In 1979, the Pacific Club was opened in a basement of La Défense — the business district of Paris. It was the first nightclub for Arabs from the suburbs; a parallel world of dance, sweat, young loves, and one-night utopias. Azedine tells us the forgotten story of this club and of a generation who dreamed of integrating into France.
A dance walk through La Défense is a mnemonic and performative exercise that awakens memories of a nightlife from youth — a youth like any other, crazy and full of love stories, but also haunted by the imprints and crises triggered by drugs, AIDS and racial tensions. Pacific Club is a space, more specifically, a club in 1979’s Paris, but also an act of resistance. A resistance of those pushed to the margins or excluded from society, for reasons of ethnicity, sexuality and social class, as much as a form of solidarity between those who share common traits, between individuals united by an Arab, North African or immigrant identity, whom the French society of the time refused integration. Valentin Noujaïm’s film focuses on Azedine, who was 17 years old at the time, but speaks, in fact, of the collective destiny of an entire generation. (Dora Leu)

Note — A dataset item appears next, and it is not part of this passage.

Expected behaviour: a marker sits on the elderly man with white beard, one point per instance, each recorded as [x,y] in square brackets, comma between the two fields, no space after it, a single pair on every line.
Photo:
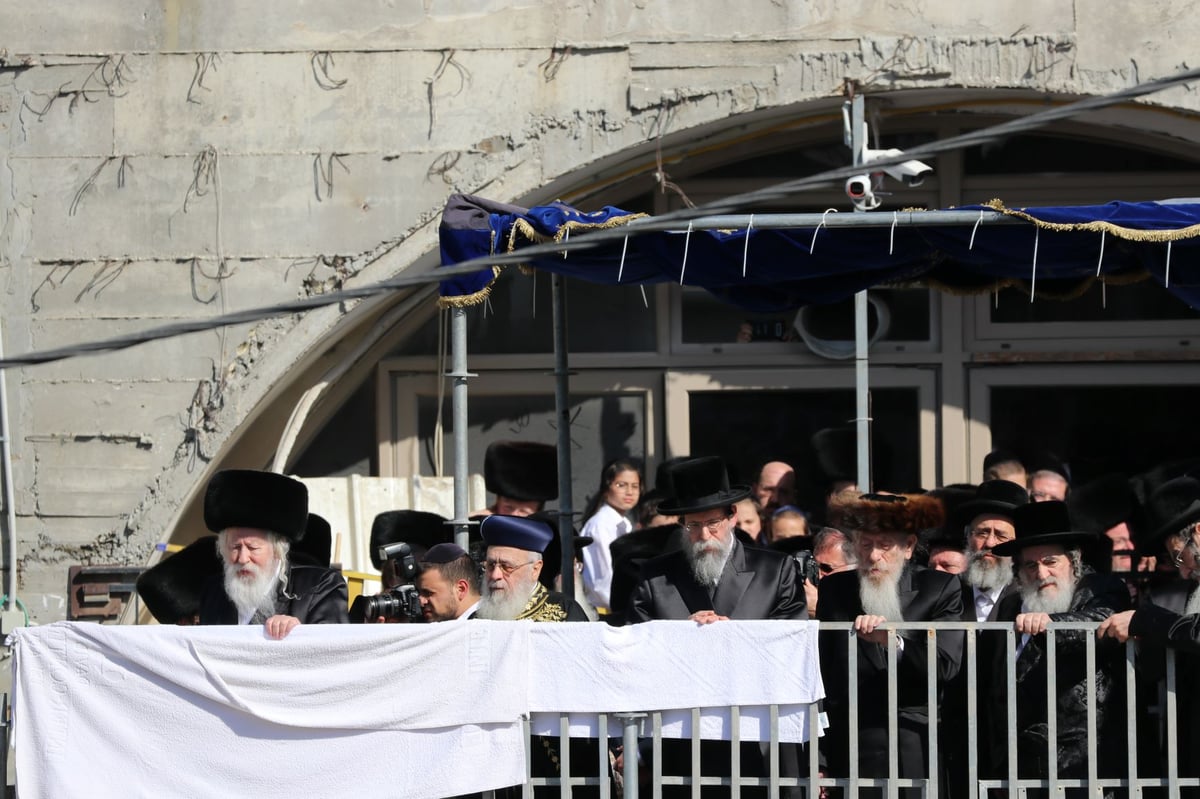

Born in France to Lebanese and Egyptian parents, Valentin Noujaïm is a graduate in political science of the Institut d’études politiques, Lille (2015) and in screenwriting of La Fémis (2020). Noujaïm’s work focuses on three axes: anti-racist movements, spatial utopias, and the disappearance of communities and individuals. He brings to life marginal and strange characters, in fantasized universes inspired by the genre of tale, while relying on a research on formats, by mixing DV, 16mm, digital and special effects. Marked by social and post-colonial issues, his work questions the relationships of power and domination that are at stake in French society, through the prism of a strong ideal: revolutionary love or the love of revolution.